Some students cried in protest, others hung their heads as they gathered their things, but everyone soon left the classroom for the last time, leaving Hermione still sitting behind the teacher's desk and the still active pensive. She too stood up after some more minutes, but she went after her friend instead.
"Chandra?" she asked knocking on the office door.
She couldn't hear a sound but it didn't mean much: the offices were all silenced according to Hogwarts, a history.
The door was unlocked so she decided to try her luck and open it. Inside the office was absolute mayhem: broken furniture, scorched marks on almost every surface, and in the midst of it stood Chandra, hair and fists ablaze with orange flames, her shoulders raising and falling in time with her ragged, panting breath.
"Oh Chandra..." she muttered, but apparently in the tense silence it was loud enough for the redhead to hear her.
The pyromancer turned sharply to stare at her, the absolute rage in her eyes immediately melting away as she recognized her friend. She heaved a deep sigh and brought herself back in control, extinguishing her flames.

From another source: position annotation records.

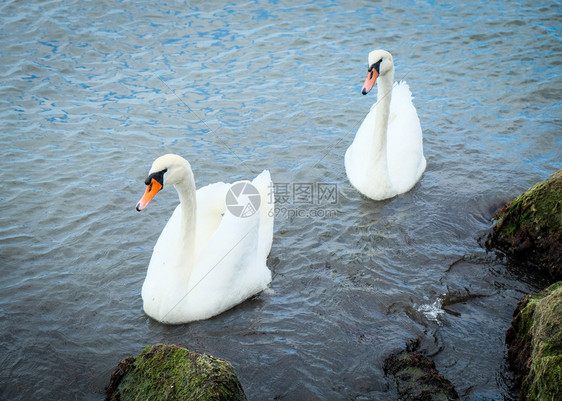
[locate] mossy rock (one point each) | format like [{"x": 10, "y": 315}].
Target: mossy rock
[
  {"x": 535, "y": 345},
  {"x": 417, "y": 378},
  {"x": 168, "y": 372},
  {"x": 530, "y": 226}
]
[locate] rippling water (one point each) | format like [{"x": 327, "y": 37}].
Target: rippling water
[{"x": 92, "y": 92}]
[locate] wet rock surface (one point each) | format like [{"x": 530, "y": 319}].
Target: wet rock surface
[
  {"x": 535, "y": 345},
  {"x": 170, "y": 372},
  {"x": 416, "y": 377},
  {"x": 530, "y": 226}
]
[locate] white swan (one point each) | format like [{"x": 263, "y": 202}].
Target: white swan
[
  {"x": 207, "y": 259},
  {"x": 386, "y": 156}
]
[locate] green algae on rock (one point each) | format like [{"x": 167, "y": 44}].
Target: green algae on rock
[
  {"x": 416, "y": 376},
  {"x": 530, "y": 226},
  {"x": 169, "y": 372},
  {"x": 535, "y": 345}
]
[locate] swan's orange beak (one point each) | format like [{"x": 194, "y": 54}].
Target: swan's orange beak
[
  {"x": 152, "y": 189},
  {"x": 370, "y": 81}
]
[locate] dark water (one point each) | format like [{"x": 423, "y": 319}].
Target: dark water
[{"x": 92, "y": 92}]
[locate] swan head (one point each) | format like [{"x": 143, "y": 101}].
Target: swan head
[
  {"x": 167, "y": 170},
  {"x": 380, "y": 64}
]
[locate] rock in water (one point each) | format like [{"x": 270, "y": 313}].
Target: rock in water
[
  {"x": 416, "y": 377},
  {"x": 535, "y": 345},
  {"x": 530, "y": 226},
  {"x": 168, "y": 372}
]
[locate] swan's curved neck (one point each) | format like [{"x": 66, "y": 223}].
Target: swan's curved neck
[
  {"x": 188, "y": 201},
  {"x": 384, "y": 96}
]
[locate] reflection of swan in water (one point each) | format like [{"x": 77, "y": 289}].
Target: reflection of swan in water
[
  {"x": 207, "y": 259},
  {"x": 386, "y": 157}
]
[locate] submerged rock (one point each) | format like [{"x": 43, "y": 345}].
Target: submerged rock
[
  {"x": 169, "y": 372},
  {"x": 535, "y": 345},
  {"x": 417, "y": 378},
  {"x": 530, "y": 226}
]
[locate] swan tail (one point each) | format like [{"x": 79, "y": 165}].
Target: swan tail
[{"x": 267, "y": 204}]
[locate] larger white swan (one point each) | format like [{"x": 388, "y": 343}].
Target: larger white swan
[
  {"x": 386, "y": 157},
  {"x": 207, "y": 259}
]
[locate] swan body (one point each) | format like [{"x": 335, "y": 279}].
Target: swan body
[
  {"x": 386, "y": 157},
  {"x": 207, "y": 259}
]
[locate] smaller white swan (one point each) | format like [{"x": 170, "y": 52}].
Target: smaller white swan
[
  {"x": 386, "y": 157},
  {"x": 207, "y": 259}
]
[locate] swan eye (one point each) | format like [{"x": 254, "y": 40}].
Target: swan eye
[
  {"x": 376, "y": 67},
  {"x": 159, "y": 176}
]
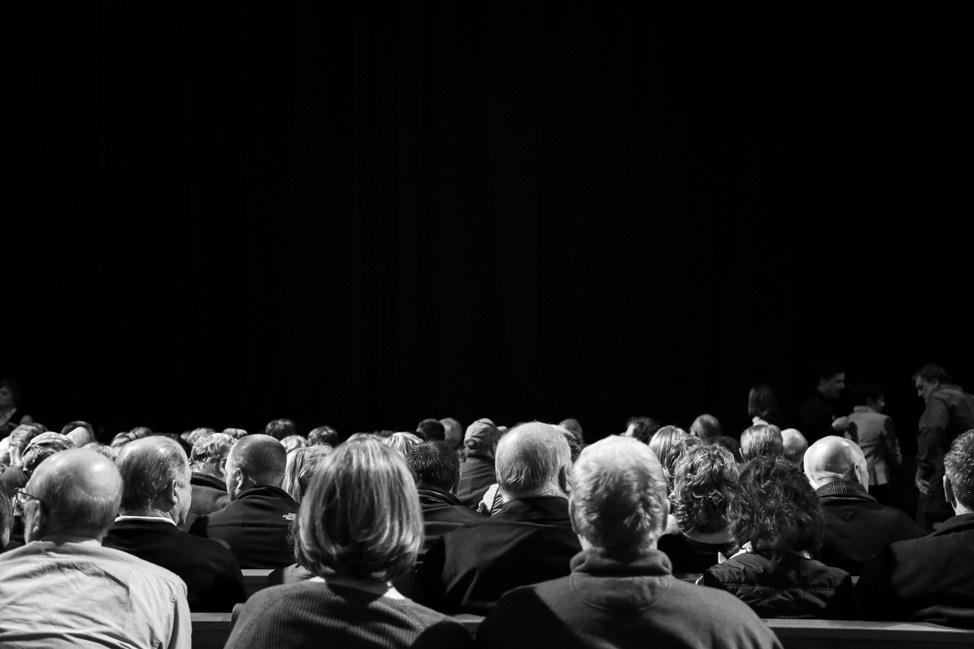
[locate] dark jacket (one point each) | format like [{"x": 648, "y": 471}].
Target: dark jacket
[
  {"x": 213, "y": 578},
  {"x": 255, "y": 525},
  {"x": 610, "y": 602},
  {"x": 857, "y": 527},
  {"x": 528, "y": 541},
  {"x": 795, "y": 588},
  {"x": 929, "y": 579},
  {"x": 476, "y": 475},
  {"x": 209, "y": 495}
]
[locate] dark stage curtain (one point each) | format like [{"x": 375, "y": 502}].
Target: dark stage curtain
[{"x": 367, "y": 213}]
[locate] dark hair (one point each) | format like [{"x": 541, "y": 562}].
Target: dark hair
[
  {"x": 865, "y": 390},
  {"x": 431, "y": 430},
  {"x": 959, "y": 467},
  {"x": 280, "y": 428},
  {"x": 761, "y": 439},
  {"x": 931, "y": 373},
  {"x": 704, "y": 488},
  {"x": 643, "y": 428},
  {"x": 434, "y": 464},
  {"x": 776, "y": 508},
  {"x": 761, "y": 401}
]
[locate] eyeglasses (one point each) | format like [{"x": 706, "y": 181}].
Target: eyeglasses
[{"x": 21, "y": 498}]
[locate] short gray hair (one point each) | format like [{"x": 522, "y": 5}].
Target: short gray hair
[
  {"x": 619, "y": 493},
  {"x": 148, "y": 466},
  {"x": 530, "y": 456}
]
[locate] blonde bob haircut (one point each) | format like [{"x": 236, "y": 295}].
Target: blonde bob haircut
[{"x": 360, "y": 517}]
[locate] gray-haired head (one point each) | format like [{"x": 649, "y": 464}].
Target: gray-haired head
[
  {"x": 533, "y": 459},
  {"x": 76, "y": 493},
  {"x": 619, "y": 495}
]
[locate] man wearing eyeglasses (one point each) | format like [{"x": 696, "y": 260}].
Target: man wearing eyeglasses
[{"x": 63, "y": 589}]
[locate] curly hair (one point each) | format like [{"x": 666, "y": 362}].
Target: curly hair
[
  {"x": 704, "y": 488},
  {"x": 776, "y": 508}
]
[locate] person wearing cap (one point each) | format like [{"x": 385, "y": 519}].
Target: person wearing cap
[
  {"x": 63, "y": 589},
  {"x": 477, "y": 469},
  {"x": 529, "y": 540}
]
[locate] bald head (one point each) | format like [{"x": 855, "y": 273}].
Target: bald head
[
  {"x": 533, "y": 459},
  {"x": 79, "y": 492},
  {"x": 835, "y": 458},
  {"x": 255, "y": 461}
]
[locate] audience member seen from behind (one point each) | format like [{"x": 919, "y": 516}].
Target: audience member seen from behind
[
  {"x": 877, "y": 437},
  {"x": 256, "y": 521},
  {"x": 948, "y": 412},
  {"x": 620, "y": 592},
  {"x": 156, "y": 495},
  {"x": 778, "y": 521},
  {"x": 761, "y": 440},
  {"x": 856, "y": 526},
  {"x": 63, "y": 588},
  {"x": 529, "y": 540},
  {"x": 360, "y": 528},
  {"x": 930, "y": 579},
  {"x": 704, "y": 488}
]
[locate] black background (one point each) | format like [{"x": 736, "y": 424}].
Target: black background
[{"x": 366, "y": 213}]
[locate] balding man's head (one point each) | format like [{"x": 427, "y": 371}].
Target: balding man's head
[
  {"x": 77, "y": 493},
  {"x": 619, "y": 495},
  {"x": 533, "y": 459},
  {"x": 255, "y": 461},
  {"x": 835, "y": 458}
]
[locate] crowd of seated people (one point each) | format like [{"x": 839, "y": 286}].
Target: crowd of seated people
[{"x": 655, "y": 533}]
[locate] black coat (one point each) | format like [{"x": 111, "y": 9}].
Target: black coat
[{"x": 213, "y": 578}]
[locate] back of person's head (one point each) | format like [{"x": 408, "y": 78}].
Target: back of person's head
[
  {"x": 481, "y": 438},
  {"x": 762, "y": 401},
  {"x": 149, "y": 466},
  {"x": 280, "y": 428},
  {"x": 704, "y": 488},
  {"x": 79, "y": 492},
  {"x": 761, "y": 439},
  {"x": 776, "y": 508},
  {"x": 431, "y": 430},
  {"x": 402, "y": 442},
  {"x": 866, "y": 390},
  {"x": 42, "y": 447},
  {"x": 574, "y": 427},
  {"x": 794, "y": 445},
  {"x": 434, "y": 464},
  {"x": 932, "y": 374},
  {"x": 833, "y": 458},
  {"x": 301, "y": 465},
  {"x": 259, "y": 460},
  {"x": 642, "y": 428},
  {"x": 452, "y": 432},
  {"x": 361, "y": 517},
  {"x": 706, "y": 427},
  {"x": 959, "y": 469},
  {"x": 533, "y": 459},
  {"x": 663, "y": 440},
  {"x": 324, "y": 435},
  {"x": 6, "y": 515},
  {"x": 292, "y": 442},
  {"x": 619, "y": 497}
]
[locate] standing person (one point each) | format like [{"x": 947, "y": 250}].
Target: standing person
[
  {"x": 877, "y": 437},
  {"x": 817, "y": 417},
  {"x": 949, "y": 412}
]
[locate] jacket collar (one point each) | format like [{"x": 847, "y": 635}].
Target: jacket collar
[{"x": 843, "y": 491}]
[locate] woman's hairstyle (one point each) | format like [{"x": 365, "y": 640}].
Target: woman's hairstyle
[
  {"x": 361, "y": 517},
  {"x": 704, "y": 488},
  {"x": 762, "y": 402},
  {"x": 301, "y": 464},
  {"x": 762, "y": 439},
  {"x": 776, "y": 508}
]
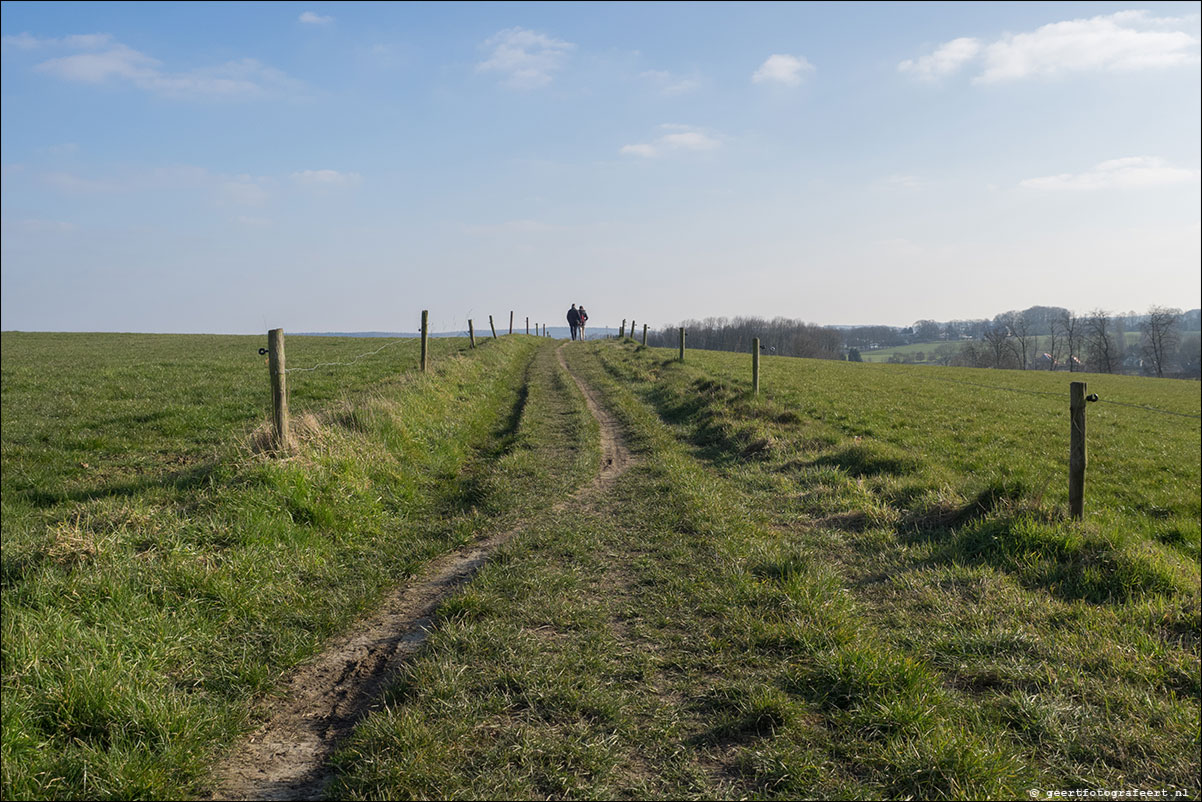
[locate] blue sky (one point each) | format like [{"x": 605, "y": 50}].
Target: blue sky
[{"x": 231, "y": 167}]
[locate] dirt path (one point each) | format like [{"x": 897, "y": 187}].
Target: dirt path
[{"x": 325, "y": 697}]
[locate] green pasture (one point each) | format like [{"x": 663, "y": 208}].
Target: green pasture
[
  {"x": 159, "y": 572},
  {"x": 932, "y": 351},
  {"x": 861, "y": 584}
]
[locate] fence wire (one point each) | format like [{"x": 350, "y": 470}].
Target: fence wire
[
  {"x": 1043, "y": 392},
  {"x": 362, "y": 356}
]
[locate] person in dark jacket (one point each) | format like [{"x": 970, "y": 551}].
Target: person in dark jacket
[{"x": 573, "y": 320}]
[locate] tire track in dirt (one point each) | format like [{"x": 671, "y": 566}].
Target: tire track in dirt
[{"x": 323, "y": 699}]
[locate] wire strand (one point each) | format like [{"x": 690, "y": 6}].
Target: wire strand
[{"x": 335, "y": 364}]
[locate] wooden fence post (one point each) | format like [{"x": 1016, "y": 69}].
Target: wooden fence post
[
  {"x": 1077, "y": 450},
  {"x": 426, "y": 337},
  {"x": 279, "y": 387},
  {"x": 755, "y": 366}
]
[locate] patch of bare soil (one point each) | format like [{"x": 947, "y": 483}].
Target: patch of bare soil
[{"x": 323, "y": 699}]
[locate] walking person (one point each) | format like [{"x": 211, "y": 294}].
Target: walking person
[{"x": 573, "y": 320}]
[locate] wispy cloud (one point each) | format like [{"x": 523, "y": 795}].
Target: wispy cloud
[
  {"x": 678, "y": 138},
  {"x": 783, "y": 69},
  {"x": 511, "y": 227},
  {"x": 326, "y": 178},
  {"x": 524, "y": 58},
  {"x": 34, "y": 225},
  {"x": 103, "y": 60},
  {"x": 310, "y": 18},
  {"x": 226, "y": 190},
  {"x": 1119, "y": 42},
  {"x": 667, "y": 83},
  {"x": 1130, "y": 172},
  {"x": 947, "y": 59}
]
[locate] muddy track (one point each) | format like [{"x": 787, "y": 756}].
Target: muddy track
[{"x": 323, "y": 699}]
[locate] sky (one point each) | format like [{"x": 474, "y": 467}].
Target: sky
[{"x": 234, "y": 167}]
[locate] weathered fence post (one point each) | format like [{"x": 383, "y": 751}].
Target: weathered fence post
[
  {"x": 1077, "y": 450},
  {"x": 426, "y": 337},
  {"x": 755, "y": 366},
  {"x": 279, "y": 387}
]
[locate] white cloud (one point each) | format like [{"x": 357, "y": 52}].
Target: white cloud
[
  {"x": 525, "y": 58},
  {"x": 31, "y": 225},
  {"x": 244, "y": 190},
  {"x": 902, "y": 180},
  {"x": 683, "y": 137},
  {"x": 326, "y": 178},
  {"x": 646, "y": 150},
  {"x": 511, "y": 227},
  {"x": 106, "y": 60},
  {"x": 236, "y": 190},
  {"x": 783, "y": 69},
  {"x": 947, "y": 59},
  {"x": 1130, "y": 172},
  {"x": 63, "y": 149},
  {"x": 78, "y": 41},
  {"x": 1119, "y": 42},
  {"x": 670, "y": 84}
]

"Sorry," she simply said between gulps of air, her eyes closed "I lost my cool."
Hermione nodded, entered the room and closed the door behind her back. She deftly sidestepped a ruined chair and got closer.
"That woman just lives to rub people the wrong way," she said giving her friend one of her patented bear hugs "I should have intervened."
"You can still be given detentions, it's better if she focuses on me. Still, Dumbledore won't be happy. The Toad is sure to cancel the course now."
"She did," confirmed Hermione releasing Chandra "That doesn't mean she has the last word. I'm sure this time professor Dumbledore will not take it lying down like with Trelawney the other day."
"Take a seat Chandra," said McGonagall waving at the chair in front of her desk "Tea?"
"No thanks professor," replied the redhead nervously.
It had been almost a week since Umbridge's disastrous inspection to her lesson, and she had a strong suspicion what the discussion was going to be about.
"Minerva please, we're colleagues," said the older woman fixing a cup for herself "I'm sure you can guess why I asked you here."
"A new Educational Decree is coming to disband my course?"
"Indeed," replied the witch nodding sharply "The headmaster is in London trying to have the decision repealed, but it looks glum with a large part of the Wizengamot behind Fudge."
"I see," sighed the pyromancer leaning back as much as the straight-backed chair permitted "It was fun while it lasted."
"It was pleasant working with you Chandra, but I'm not sure this is the end of your teaching career just yet."
The planeswalker arched an eyebrow in silent question, both at the unambiguous statement and at the badly faked casual tone Minerva had used.
"It seems that some students are unsatisfied with the Ministry-approved course plan for defense this year, with our esteemed High Inquisitor too... And that they are all in your corner, as they say, after your altercation with her," explained the woman in the same tone before adding in an even more clearly faked serious tone "By the way I cannot absolutely endorse you talking back to such an upstanding Ministry official. I would have been even more cross had it escalated."
"You want me to teach defense to the students?" surmised the redhead feeling a bit flat-footed by the conversation "Or are you asking me to eliminate Umbridge?"
"Merlin no!" replied McGonagall sitting up straighter "While I absolutely loathe her, I would never ask such a thing!"
"Good, because I don't kill needlessly," commented Chandra, smirking at the woman's shocked expression "So, enough circling the subject: what do I need to know to help?"